Alle 22, dopo qualche incertezza, arriva Luigi Di Maio: “Se andiamo al voto e vinciamo poi torniamo al Colle e ci dicono che non possiamo andare al governo. Per questo dico che bisogna mettere in Stato di accusa il Presidente. Bisogna parlamentarizzare tutto anche per evitare reazioni della popolazione”. Di Maio, insomma, evoca possibili disordini. Parla in un comizio a Fiumicino, vicino Roma: “Io ho rispettato le promesse, qualcuno non ha rispettato quella di garantire il rispetto della Costituzione”. E infine: “Ora è difficile credere nello Stato e nelle sue leggi”. Matteo Salvini soprassiede per ora: “Impeachment? Ai cavilli penserò domani, ma Mattarella non mi rappresenta: ha rappresentato gli interessi di altri Paesi”.
INSOMMA, la situazione è seria e quindi bisogna chiarire come si procede in questi casi, anche se la strada è stretta: questo Parlamento con ogni probabilità non durerà a lungo ed è in Parlamento che avviene la prima fase del complicato “processo” che porta allo stato d’accusa. Talmente complicato che non è mai stato usato: fu ventilato per Giovanni Leone nel 1978 e Francesco Cossiga nel 1992, entrambi si dimisero poco dopo la richiesta (Cossiga era in scadenza); nel 2014 il M5S presentò per la prima volta una richiesta formale contro Giorgio Napolitano che fu respinta come “infondata”.
La base è l’articolo 90 della Costituzione: “Il presidente della Repubblica non è responsabile degli atti compiuti nell’esercizio delle sue funzioni, tranne che per alto tradimento o per attentato alla Costituzione.
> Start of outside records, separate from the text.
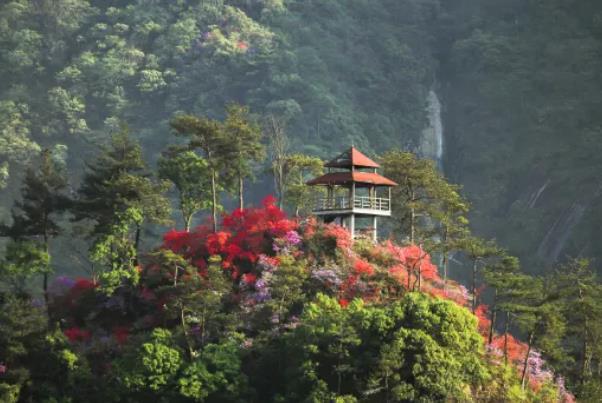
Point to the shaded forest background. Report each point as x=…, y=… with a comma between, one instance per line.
x=519, y=83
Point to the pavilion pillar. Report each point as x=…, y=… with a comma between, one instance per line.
x=375, y=229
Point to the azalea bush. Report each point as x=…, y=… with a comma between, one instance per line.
x=216, y=314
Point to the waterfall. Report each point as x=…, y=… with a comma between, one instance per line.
x=431, y=142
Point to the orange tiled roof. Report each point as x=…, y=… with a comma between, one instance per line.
x=344, y=178
x=352, y=157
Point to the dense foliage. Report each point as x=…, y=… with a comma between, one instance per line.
x=91, y=87
x=266, y=309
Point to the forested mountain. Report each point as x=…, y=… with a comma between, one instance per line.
x=518, y=80
x=122, y=119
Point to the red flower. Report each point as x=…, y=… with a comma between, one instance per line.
x=121, y=334
x=75, y=334
x=249, y=278
x=363, y=267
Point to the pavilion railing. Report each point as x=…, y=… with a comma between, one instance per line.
x=359, y=202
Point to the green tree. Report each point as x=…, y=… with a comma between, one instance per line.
x=43, y=200
x=478, y=251
x=191, y=177
x=299, y=168
x=580, y=293
x=414, y=199
x=117, y=185
x=205, y=135
x=241, y=146
x=23, y=261
x=415, y=349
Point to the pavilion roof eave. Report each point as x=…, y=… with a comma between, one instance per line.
x=346, y=178
x=352, y=157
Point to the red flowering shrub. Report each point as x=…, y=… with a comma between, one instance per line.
x=514, y=349
x=245, y=234
x=75, y=334
x=121, y=334
x=363, y=267
x=340, y=235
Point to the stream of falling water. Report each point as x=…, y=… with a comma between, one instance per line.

In tali casi è messo in stato di accusa dal Parlamento in seduta comune, a maggioranza assoluta dei suoi membri”. Quindi le accuse possibili sono “alto tradimento” (accordi con stati nemici, diffusioni di segreti guerra o cose così) o “attentato alla Costituzione” (decisioni che comportino un sostanziale sovvertimento dell’ordinamento costituzionale): in questo caso, insomma, al massimo si può “lavorare” sul secondo.
Se si va al voto e vinciamo poi torniamo al Quirinale e ci dicono che non possiamo andare al governo Per questo bisogna mettere in Stato di accusa il presidente
LUIGI DI MAIO
IL PRIMO ATTO, dopo la presentazione dell’accusa, è l’analisi in una commissione di 10 senatori e 10 deputati che analizza l’accusa e decide se archiviarla o sottoporla al Parlamento in seduta comune: insomma, servono 476 voti per dare il via al processo vero e proprio (anche se è difficile immaginare un presidente che resista alla messa in stato d’accusa da parte delle Camere).
Il giudice, comunque, è un organo terzo: la corte è composta dai 15 componenti della Consulta e da altri 16 membri estratti a sorte dallo speciale “elenco di cittadini aventi i requisiti per l’eleggibilità a senatore”. Questi 16 membri, peraltro, scadono con la legislatura, quindi al momento non ci sono e andrebbero eletti col quorum stabilito per i giudici della Consulta: i due terzi dei parlamentari. Oltre ai 31 giudici, partecipano al processo – che è un procedimento penale vero e proprio – anche uno o più commissari d’accusa eletti dal Parlamento: alla fine i giudici emettono la sentenza con cui si dichiara la destituzione del presidente o lo si assolve. La sentenza è inappellabile.